Ki tavo chochmah b’libeycha, v’da’at l’nafsehcha yinam”: For wisdom will enter your mind and knowledge will delight you.” We invite wisdom and learning to delight us! While the core of Judaism offers a unique religious tradition, we are open to integrating wisdom from other traditions. We delight in wisdom and learning!

5. Tikkun Ha’Nefesh v’Teshuvah: Repair of the soul, and turning. We cannot begin to repair the world until we have begun the repair of our own selves. We build our own character first. We embrace being the change we wish to see in the world. We are works-in-progress, always in the process of becoming what we might be as our best selves. Teshuvah is the capacity to change and grow, in order to be of greater service to help transform the world.

One way towards tikkun ha’nefesh is through hashpa’ah, spiritual growth and direction. Spiritual growth is a life-long process that requires ongoing commitment, practice, study, and guidance. Rabbi Abraham Joshua Heschel reminds us that “our goal should be to live life in radical amazement. …To be spiritual is to be amazed.”

6. Tikkun Olam: Repairing the World. Our work to cultivate our best selves leads us to acts of kindness to others. We actively engage in making the world more compassionate, equal, and peaceful. Mechadesh b’chol yom tamid ma’aseh beresheet: The world is constantly created anew, and we do what we can to make the world, and society, better.

7. Simcha v’ hakarat ha’tov: Joy and gratitude.
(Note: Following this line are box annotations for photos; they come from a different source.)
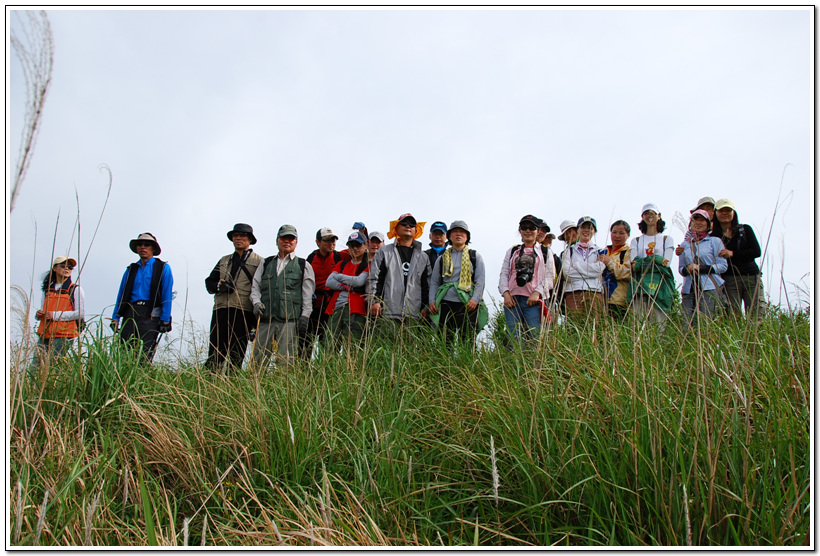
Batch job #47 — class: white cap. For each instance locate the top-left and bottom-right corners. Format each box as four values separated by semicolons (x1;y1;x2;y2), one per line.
641;203;661;216
558;220;578;241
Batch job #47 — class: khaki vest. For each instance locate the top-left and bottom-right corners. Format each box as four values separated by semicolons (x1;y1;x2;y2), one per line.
259;256;305;322
214;253;263;311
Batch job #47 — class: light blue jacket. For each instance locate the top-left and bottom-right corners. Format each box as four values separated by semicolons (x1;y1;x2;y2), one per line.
678;236;729;294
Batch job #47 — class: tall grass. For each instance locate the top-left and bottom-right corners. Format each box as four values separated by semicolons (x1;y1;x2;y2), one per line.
9;313;811;546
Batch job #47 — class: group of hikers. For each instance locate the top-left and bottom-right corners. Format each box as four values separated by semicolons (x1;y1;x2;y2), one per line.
28;197;763;369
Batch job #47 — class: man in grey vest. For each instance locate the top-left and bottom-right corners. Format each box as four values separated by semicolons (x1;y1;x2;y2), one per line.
251;224;316;365
367;213;431;334
205;224;262;370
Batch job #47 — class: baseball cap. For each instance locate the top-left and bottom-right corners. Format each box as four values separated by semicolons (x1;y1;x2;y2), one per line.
276;224;299;239
689;197;715;212
397;212;417;226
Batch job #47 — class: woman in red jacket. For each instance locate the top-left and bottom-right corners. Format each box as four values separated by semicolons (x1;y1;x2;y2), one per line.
32;257;83;367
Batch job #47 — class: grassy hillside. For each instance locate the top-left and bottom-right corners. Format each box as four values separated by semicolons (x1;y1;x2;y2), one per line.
9;313;811;546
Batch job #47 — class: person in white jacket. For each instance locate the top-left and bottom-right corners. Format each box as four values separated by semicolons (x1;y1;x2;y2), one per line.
561;216;610;318
498;214;555;340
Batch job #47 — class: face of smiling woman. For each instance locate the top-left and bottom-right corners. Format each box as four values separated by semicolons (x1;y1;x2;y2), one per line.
578;222;595;243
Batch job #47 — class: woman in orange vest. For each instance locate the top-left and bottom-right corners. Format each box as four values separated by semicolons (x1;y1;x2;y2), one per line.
33;256;83;367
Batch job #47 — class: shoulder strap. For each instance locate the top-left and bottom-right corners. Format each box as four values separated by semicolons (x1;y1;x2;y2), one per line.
150;259;165;307
120;263;139;303
68;283;77;311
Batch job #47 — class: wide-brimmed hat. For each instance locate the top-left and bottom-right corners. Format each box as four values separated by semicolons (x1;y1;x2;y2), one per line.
430;220;447;234
345;230;367;244
387;212;427;239
689;209;710;222
689;197;715;214
316;228;339;241
558;220;577;241
715;197;737;211
575;216;598;232
447;220;470;243
518;214;541;230
228;224;256;245
128;232;162;256
51;255;77;268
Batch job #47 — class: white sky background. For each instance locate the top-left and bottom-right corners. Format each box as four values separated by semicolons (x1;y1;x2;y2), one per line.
6;7;814;356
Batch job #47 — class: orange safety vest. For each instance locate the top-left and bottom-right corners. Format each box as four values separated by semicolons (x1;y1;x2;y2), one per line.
37;284;79;338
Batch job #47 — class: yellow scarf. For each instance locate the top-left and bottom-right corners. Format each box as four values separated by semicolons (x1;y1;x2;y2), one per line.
441;246;473;292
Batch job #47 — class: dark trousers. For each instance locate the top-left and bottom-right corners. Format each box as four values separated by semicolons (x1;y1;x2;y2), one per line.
120;301;159;363
439;299;478;347
299;301;330;360
205;307;256;369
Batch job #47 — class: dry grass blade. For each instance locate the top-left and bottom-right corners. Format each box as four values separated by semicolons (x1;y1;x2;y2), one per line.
34;489;48;546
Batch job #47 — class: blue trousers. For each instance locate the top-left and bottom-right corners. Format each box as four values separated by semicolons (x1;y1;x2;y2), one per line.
504;295;541;341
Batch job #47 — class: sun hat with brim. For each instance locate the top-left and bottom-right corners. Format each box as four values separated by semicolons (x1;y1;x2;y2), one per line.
345;231;367;245
715;198;736;210
447;220;470;242
316;228;339;241
575;216;598;232
228;224;256;245
518;214;541;230
430;220;447;234
276;224;299;239
128;232;162;256
558;220;576;241
387;212;427;239
51;255;77;268
641;203;661;216
689;197;715;213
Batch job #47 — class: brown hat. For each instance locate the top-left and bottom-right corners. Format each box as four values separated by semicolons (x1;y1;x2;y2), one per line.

The Jewish approach to life calls us to balance our work of repairing ourselves and the world with a sense of humor, gratitude, and soul contentment. The meaning of life is to give life meaning, to find purpose, to live with a heart filled with joy and gratitude.
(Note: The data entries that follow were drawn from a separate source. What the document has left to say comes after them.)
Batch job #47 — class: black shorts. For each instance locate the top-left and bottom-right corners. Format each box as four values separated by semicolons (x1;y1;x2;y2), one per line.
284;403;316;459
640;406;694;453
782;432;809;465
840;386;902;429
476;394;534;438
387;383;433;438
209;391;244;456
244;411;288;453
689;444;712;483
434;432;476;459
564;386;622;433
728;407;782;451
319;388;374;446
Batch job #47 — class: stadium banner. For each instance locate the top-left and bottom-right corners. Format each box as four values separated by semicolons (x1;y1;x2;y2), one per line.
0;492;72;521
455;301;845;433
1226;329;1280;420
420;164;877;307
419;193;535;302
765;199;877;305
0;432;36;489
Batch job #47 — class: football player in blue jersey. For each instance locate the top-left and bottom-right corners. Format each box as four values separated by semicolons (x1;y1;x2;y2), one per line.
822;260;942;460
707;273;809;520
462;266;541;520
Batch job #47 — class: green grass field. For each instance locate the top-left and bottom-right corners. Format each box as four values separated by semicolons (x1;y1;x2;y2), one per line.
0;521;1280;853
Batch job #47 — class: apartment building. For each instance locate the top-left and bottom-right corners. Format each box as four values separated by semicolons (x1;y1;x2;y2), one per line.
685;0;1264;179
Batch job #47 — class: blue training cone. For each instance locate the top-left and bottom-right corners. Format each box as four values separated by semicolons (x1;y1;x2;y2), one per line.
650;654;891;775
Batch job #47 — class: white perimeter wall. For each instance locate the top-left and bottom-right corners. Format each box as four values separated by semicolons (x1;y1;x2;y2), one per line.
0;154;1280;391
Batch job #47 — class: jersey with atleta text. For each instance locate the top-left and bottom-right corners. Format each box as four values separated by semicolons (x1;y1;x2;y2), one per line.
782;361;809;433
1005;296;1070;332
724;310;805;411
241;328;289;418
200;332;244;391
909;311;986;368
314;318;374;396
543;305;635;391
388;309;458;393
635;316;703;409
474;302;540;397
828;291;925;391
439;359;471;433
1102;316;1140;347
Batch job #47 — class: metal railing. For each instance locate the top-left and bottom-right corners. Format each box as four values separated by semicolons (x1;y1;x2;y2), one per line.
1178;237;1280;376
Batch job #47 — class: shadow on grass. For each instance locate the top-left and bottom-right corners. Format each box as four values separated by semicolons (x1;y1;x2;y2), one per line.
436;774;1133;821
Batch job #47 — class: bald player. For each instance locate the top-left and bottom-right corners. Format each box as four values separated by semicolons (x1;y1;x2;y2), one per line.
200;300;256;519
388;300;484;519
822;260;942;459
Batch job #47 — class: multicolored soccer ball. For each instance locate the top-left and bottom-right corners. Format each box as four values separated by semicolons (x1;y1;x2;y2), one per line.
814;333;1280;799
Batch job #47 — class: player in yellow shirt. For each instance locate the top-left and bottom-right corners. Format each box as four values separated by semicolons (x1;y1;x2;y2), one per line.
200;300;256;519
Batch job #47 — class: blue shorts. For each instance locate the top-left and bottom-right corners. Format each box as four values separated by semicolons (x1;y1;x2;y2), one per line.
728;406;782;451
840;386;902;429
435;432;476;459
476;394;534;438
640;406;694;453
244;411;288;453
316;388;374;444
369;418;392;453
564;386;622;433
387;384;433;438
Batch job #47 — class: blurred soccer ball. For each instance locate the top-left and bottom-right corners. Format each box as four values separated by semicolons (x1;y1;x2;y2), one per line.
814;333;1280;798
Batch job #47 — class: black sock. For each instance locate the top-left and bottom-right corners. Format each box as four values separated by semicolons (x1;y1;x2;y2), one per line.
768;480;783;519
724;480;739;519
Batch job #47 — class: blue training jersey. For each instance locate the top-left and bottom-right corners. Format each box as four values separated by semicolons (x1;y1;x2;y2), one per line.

8. V’ahavta l’reiacha kamocha v’ahavat ger, love of others and loving the stranger. We are called to be deeply committed to pluralism and inclusiveness. We unite through shared values, and cultivate respect and knowledge inspired by our differences. Judaism teaches us to acquire a taste for complexity and contradiction, to live with paradox. Rabbi Abraham Joshua Heschel reminds us that “We are closer to G!d when we are asking questions than when we think we have the answers.”

9. Kehillah v’avodah: community and service. We become a caring, vibrant community by our avodah, the spiritual work we do to find sacred connections to G!d, community, and self. We engage in the work of avodah to bring order, beauty, meaning, and insight into our lives and our community. Our welcoming kehillah, community, is a safe place to share our faith and our doubt. It empowers us to question, think independently, engage meaningfully, and collaborate. We elevate one another, and thereby elevate the world. Our Holy Sparks! community encourages and supports our personal transformation through music, laughter, prayer, learning, and living our core values.
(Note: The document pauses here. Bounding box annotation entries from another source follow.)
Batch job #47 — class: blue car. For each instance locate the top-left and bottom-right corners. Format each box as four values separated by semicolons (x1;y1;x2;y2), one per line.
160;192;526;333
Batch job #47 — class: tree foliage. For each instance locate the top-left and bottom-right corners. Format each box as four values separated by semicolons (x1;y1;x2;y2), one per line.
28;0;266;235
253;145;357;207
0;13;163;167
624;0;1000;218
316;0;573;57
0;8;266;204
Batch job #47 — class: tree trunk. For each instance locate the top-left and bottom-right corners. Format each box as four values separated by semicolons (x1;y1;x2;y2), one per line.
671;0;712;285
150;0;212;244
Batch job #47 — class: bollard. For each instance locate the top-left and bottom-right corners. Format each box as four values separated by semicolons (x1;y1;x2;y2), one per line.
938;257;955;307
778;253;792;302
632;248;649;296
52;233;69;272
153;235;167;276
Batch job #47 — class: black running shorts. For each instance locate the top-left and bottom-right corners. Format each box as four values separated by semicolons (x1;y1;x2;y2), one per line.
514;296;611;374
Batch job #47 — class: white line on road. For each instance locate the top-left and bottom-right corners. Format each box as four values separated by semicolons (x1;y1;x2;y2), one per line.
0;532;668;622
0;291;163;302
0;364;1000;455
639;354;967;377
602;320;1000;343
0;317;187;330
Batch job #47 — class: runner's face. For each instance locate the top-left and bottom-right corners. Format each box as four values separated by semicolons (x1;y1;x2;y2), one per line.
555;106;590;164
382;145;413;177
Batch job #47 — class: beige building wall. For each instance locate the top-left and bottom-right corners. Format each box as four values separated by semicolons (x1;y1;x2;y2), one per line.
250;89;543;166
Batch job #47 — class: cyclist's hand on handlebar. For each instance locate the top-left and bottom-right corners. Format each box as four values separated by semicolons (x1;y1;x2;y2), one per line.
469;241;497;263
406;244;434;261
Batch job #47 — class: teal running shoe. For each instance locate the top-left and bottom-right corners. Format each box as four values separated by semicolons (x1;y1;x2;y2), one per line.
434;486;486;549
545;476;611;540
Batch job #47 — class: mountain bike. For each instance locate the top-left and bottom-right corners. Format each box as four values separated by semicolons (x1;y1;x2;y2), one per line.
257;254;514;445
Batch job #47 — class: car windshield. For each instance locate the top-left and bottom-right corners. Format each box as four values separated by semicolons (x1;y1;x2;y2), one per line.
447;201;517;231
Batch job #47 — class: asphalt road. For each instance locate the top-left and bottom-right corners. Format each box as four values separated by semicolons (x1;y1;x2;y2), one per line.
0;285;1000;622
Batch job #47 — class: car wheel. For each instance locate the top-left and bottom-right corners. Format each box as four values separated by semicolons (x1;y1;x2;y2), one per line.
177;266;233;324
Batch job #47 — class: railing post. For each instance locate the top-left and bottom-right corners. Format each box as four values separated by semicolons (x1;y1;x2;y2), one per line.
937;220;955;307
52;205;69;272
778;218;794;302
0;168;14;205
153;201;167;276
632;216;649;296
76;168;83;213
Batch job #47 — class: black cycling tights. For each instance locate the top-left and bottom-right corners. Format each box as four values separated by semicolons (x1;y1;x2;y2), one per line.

10. Lech l’cha: Go forth (literally, “go for you” or “get to yourself”). The Torah’s overarching story is one of journey. From its opening pages in Eden, to its closing chapters, we read story after story telling us of journey, exile, wandering, seeking for a land of promise in which to settle. We are not settlers; we are seekers, wanderers, but we are not lost. Our real place is in Torah, that living Torah we find in our hearts, where the stories of old come alive for each of us today on our own journeys.

We are always moving from slavery to freedom, from darkness to light, from constriction and narrowness into expansion. To be human is to know wandering, to go forth in search, to “get to ourselves,” to journey within. Our journey within is not a race to the finish line; we may not even know our destination. The journey itself is the task.

What stories do we tell ourselves, do we choose to live by? We share our stories with one another, we journey together. We are faithful to the task of seeking.